Percikan air, menetes dari mana entah asalnya.. Langit mendung mengurai angin yang tenang. Diam sontak diam tak terdengar apapun, hanya raung sekotak kecil terpampang di jajaran tembok mengeluarkan hawa sejuk.
. Tetesan air kembali kedalamnya, jatuh dalam genang air tak tentu banyaknya. Setiap tetes mengalir begitu saja, seakan memercikkan berbagai pengetahuan pada genangan semata.

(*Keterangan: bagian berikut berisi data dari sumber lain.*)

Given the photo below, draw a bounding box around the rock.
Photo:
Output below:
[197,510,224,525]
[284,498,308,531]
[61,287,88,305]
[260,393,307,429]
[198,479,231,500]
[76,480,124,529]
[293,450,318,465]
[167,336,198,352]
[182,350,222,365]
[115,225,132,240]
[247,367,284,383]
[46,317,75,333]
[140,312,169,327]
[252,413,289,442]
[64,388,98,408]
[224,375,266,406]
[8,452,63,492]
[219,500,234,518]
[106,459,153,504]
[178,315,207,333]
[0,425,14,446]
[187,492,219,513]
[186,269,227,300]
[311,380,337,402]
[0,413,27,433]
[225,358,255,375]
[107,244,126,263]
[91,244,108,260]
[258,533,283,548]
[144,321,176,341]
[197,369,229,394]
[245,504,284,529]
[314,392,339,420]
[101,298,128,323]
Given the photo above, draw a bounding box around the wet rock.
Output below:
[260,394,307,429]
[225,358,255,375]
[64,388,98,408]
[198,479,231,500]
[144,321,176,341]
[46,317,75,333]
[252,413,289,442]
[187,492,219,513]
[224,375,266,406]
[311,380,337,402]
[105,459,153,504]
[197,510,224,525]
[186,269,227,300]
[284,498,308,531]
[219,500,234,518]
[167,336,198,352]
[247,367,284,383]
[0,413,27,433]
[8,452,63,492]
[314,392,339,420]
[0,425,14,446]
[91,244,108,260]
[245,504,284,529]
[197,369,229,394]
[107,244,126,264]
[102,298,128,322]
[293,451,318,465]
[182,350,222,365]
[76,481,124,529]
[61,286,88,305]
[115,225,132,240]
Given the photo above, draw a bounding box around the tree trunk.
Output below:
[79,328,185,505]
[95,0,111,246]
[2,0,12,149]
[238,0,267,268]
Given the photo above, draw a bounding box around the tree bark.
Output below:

Seandainya kita andaikan bahwa percik itu adalah seorang yang benar benar ada bukan hanya fiksi semata, mungkin semua ini akan jelas adanya, namun sayang saya hanya berada pada balik jendela dengan lingkup kursi biru tak sejawa. Perlahan tetesan itu habis, perlahan pula genangan itu menguap. Orang berlalu lalang disekitarnya, tak berharap sedikitpun terkena akan airnya, bak wakil wakil yang kita telah pilih bersama namun telah enggan siapa yang menjadikan peraduan. Sunyi, tidak tersaung oleh apa yang sedang kulihat.. Disekitar sampingku hanya terduduk diam seorang berumur sekitar 27 sampai 29 tahunan, terdengar membolak balikkan buku dihadapnya dan sesekali mebenarkan kacamata yang dikenakan. Seakan tiada harap karna mendung sore ini, tapi semua berbeda ketika cahaya matahari kembali. Masuk meringsak melalui balik kaca, melewati genangan, namun tetap takbisa kurasakan aroma cahaya itu. Sungguh klise. Berawal dari sebuah tetesan air dan genanganya. Sadar bung!! Begitu saya ditepuk pundak dari belakang oleh kawan. Seraya itupula sejoli melewati genangan.. Sayapun tak hiraukan apa yang ada di atas hati saya. Ya.. Inilah hidup, kadang kita bisa melihat sangat luas hanya dari duduk santai bahkan diatas kursi biru dengan batas kaca bening yang melontar.. Dengan setelan yang ada apanya, kita dapat dilihat. Namun apa adanya, sudah menjadi tipu muslihat..
Bersambung..
09.11.12 04:53PM Perpus pusat UGM
No comments:
Post a Comment
Pada "Comment as:" kamu bisa pilih Anonymous atau Name/URL ;)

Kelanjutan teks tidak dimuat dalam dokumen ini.